In May 2006, Fraser was released from prison pending the outcome of his appeal. Shortly after fresh allegations about the case appeared in the press, prompting Arlene's family to call for Fraser to be returned to prison, though this did not happen. The case went to appeal in November 2007 with claims that the prosecution in the original case had withheld evidence, and that police officers had lied. In early December, Fraser was returned to prison pending the outcome of the appeal which was announced on 6 May 2008. The Lord Justice Clerk, Lord Gill, sitting with Lord Osborne and Lord Johnston refused the appeal. As he was led from court Fraser told waiting reporters "The fight will go on, as will the fight to get to the truth." In October of that year, he announced that he intended to apply for leave to appeal to the Privy Council in London, the hearing to take place in the High Court in Edinburgh. Leave to appeal to the Privy Council was refused. A further appeal in November 2009 contended that earlier appeal hearings were not fair under human rights legislation. That appeal too was refused in January 2010. There were no further routes of appeal in the Scottish Courts, and in May 2010, Fraser announced an intention to appeal in the Supreme Court in London having been given special leave to do so. In May 2011, Fraser won his appeal. Allowing it, the Supreme Court judges said in their deliberations: "The Supreme Court unanimously allows the appeal. It remits the case to a differently constituted Appeal Court to consider whether to grant authority for a new prosecution and then, having considered that point, to quash the conviction." The Crown Office immediately said it would seek to bring fresh proceedings against Fraser, whilst in a statement, Arlene Fraser's family said: "Today's decision by the Supreme Court is bitterly disappointing. We accept today's decision. However, we fully support the Crown's intention to seek authority to bring fresh proceedings against Nat Fraser for Arlene's murder."

==Second trial==
In 2012, Fraser went on trial again in the High Court in Edinburgh, before judge Lord Bracadale with advocate depute Alex Prentice leading for the prosecution. On 30 May, he was again found guilty by a majority verdict of Arlene's murder and sentenced to a minimum seventeen years imprisonment. Hector Dick again gave evidence against Fraser. John Scott, defending, said the case was "blighted by hindsight and assumption", and argued much of the Crown evidence was "unreliable". During cross-examination, Scott suggested that Dick had been responsible for the murder of Arlene Fraser, an allegation he denied.

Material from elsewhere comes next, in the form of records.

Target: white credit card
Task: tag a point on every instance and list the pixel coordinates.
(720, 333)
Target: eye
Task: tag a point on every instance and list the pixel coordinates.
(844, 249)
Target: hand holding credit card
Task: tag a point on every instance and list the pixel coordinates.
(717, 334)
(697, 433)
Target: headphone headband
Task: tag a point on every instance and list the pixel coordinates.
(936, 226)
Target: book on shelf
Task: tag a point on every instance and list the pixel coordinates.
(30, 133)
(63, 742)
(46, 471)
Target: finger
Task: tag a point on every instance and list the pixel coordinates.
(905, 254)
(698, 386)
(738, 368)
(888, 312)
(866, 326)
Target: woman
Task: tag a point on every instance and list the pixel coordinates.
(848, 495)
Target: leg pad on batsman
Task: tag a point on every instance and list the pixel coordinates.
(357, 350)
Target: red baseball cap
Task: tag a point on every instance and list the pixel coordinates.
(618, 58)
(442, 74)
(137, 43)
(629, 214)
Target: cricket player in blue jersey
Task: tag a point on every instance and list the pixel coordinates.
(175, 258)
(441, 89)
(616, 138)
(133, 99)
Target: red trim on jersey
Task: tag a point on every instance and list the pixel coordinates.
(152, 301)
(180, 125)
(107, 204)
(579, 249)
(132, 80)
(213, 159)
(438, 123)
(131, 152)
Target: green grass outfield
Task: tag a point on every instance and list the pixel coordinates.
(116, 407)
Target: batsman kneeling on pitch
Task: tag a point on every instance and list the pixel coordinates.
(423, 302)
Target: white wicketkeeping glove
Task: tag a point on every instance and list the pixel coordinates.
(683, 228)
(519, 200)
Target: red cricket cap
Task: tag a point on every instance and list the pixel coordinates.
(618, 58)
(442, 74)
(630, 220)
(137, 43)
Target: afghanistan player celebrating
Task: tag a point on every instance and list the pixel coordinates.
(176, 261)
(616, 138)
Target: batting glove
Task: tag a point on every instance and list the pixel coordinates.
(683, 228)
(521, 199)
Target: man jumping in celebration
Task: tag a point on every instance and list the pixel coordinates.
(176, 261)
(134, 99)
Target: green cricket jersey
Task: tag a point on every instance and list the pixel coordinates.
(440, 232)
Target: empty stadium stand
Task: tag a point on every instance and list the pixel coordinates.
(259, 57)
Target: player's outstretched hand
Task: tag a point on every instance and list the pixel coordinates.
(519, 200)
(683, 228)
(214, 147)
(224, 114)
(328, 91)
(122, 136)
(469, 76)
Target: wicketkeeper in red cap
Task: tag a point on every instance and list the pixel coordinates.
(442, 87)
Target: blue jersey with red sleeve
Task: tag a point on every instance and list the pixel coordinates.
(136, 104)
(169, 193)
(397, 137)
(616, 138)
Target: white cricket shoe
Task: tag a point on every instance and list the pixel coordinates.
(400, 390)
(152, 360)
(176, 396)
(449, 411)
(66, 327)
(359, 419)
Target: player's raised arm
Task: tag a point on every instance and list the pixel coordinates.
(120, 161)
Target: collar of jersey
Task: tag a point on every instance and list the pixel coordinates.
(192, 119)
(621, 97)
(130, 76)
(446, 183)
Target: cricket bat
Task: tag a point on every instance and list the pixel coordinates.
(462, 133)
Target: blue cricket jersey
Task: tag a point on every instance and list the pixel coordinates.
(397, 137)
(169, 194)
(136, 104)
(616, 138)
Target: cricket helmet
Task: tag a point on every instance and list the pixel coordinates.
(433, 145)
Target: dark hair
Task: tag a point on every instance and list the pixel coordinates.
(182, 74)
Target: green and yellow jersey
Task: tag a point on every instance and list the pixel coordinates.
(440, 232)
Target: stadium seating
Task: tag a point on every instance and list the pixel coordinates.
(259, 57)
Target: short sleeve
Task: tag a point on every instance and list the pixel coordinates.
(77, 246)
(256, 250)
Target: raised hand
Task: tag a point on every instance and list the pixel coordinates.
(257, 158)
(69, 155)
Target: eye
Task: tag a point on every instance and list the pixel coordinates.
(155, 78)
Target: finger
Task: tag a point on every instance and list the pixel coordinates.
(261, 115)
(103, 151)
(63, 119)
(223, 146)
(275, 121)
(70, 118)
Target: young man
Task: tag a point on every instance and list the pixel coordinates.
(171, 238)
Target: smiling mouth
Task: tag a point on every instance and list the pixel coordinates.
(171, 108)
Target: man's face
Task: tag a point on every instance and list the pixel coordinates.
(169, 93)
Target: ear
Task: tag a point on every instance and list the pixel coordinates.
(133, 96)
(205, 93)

Following the verdict, Lord Bracadale told Fraser: "The evidence indicated that at some point you arranged for someone to kill your wife, Arlene, and dispose of her body. Thus you instigated in cold blood the pre-meditated murder of your wife and mother of your children, then aged 10 and five years. The murder and disposal of the body must have been carried out with ruthless efficiency, for there is not a trace of Arlene Fraser from that day to this and her bereft family continue to live with no satisfactory knowledge of what happened to her remains".

==Television documentary==
The second trial was the subject of a television documentary "The Murder Trial", which was shown on Channel 4 on 9 July 2013, only the second time that footage from a British murder trial was broadcast on television. The documentary won the award for the best single documentary at the 2014 British Academy Television Awards.

==2013 appeal==
In October 2013 an appeal against conviction by Fraser was refused.